Every now and then you pick up a story that really resonates with you and Ava was me 60 years ago, right down to the red hair tied up in bunches. It’s as though illustrator Angela Perrini had been looking at my family photo albums (although we didn’t have coloured photos way back then!)  And then six years ago, it was my granddaughter who was Ava and in the intervening time, hundreds of other kids too. No one likes to be different when they are little and wearing glasses seems like a huge placard that tells others you are not 100% perfect and that somehow you are less than the other children in your class.  As a teacher of 45 years, I’ve seen it over and over although luckily there is much greater acceptance these days.  Oh, to have had a teacher as understanding and as smart as Mrs Cook.

This is a book that not only belongs in any collection for young readers but which should be actively promoted to both teachers and parents as a strategy for getting little ones to be comfortable with wearing their glasses rather than ashamed.  While Mrs Cook sticks to well-known stories and rhymes where 20/20 vision would have been helpful there would be plenty of incidents, real and imaginary, that teachers and parents could draw on to play the what-if game.  

So many children will see this book as a mirror and learn to love reading even more as they read about themselves, while others will see it as a window and begin to understand how self-conscious Ava and others feel and how they can be more empathetic. They might even explore other “disabilities” and the sorts of ways that science and technology can now assist in overcoming them comparing the advances to the days when no such help was available and life became a misery. 

Superb.

I’ll Love You Always

I'll Love You Always

I’ll Love You Always

 

 

 

 

 

 

 

 

 

I’ll Love You Always

Mark Sperring

Alison Brown

Bloomsbury, 2017

32pp., pbk., RRP $A13.99

9781408873335

How long will I love you?
A second is too short.
A second is no time
for a love of this sort.
A minute is no better,
for minutes fly by!
They’re gone in a moment
like a sweet butterfly.
Moving through the day, the seasons and then the years, Mother Mouse’s ode to her child and everlasting love will reassure children that they are lovable and loved and will be always.  “Love you to the moon and back” is something our little ones hear often but this story, told in rhyme and accompanied by charming pictures that just ooze warmth and love, expresses that concept in a way that little ones can understand.  The affirmation that a mother’s love is never-ending, even when our offspring challenge us, is so important and this is a wonderful way of helping them understand that, especially as there are lots of other mums depicted in the pictures. This is a universal feeling, not one confined to Mother Mouse and her baby.

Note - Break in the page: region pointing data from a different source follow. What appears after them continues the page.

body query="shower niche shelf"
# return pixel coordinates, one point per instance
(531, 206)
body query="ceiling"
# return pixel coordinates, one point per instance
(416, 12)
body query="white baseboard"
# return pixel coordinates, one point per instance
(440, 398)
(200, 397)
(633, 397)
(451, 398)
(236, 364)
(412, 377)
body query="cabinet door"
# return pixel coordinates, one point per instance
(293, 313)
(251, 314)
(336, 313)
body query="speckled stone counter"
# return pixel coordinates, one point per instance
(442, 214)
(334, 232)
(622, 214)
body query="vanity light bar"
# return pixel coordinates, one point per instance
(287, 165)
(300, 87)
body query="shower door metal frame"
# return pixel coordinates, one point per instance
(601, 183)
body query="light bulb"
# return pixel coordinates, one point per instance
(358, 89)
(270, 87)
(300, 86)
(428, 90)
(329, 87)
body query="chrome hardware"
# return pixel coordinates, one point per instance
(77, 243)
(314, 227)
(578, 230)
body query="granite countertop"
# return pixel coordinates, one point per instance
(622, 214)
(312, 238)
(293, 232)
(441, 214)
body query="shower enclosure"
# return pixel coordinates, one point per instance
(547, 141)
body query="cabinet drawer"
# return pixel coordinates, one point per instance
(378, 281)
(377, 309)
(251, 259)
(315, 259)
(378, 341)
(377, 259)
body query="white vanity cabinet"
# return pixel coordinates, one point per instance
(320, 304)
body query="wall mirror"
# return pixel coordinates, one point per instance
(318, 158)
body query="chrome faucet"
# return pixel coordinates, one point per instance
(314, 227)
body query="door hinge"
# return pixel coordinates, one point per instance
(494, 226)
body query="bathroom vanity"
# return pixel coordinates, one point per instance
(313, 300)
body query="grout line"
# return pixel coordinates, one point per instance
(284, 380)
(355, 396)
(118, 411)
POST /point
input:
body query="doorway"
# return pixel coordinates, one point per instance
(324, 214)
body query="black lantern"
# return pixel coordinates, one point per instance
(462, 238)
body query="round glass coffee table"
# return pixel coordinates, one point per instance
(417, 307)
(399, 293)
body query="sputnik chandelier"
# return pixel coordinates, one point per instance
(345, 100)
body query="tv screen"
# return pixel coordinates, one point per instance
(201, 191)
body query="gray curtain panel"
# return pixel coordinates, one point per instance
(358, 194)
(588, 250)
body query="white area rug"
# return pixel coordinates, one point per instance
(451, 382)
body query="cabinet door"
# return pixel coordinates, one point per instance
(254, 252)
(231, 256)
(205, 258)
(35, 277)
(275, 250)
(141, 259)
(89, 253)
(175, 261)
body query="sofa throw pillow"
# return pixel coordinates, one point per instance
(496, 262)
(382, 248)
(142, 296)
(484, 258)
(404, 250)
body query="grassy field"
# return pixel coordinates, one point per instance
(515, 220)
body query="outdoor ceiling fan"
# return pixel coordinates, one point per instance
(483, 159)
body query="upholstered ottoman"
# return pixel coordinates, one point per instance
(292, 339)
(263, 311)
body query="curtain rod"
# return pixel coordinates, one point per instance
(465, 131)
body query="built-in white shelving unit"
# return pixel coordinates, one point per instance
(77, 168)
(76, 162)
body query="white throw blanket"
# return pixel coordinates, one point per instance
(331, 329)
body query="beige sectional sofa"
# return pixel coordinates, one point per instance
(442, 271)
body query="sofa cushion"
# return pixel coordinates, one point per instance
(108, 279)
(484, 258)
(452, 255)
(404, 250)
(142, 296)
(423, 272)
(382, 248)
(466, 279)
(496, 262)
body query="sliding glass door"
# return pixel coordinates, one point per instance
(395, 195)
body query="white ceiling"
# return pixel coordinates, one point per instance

Time is such a nebulous and abstract idea that children find it difficult to get their heads around it, but this delightful story helps to explain it by quantifying the measurements in order.  A second is so short we can but blink, but there are many things we can do in an hour or a morning, while nighttime brings its own unique activities and each season its features.  

A perfect lullaby-type story to draw the curtains on the day for our little people.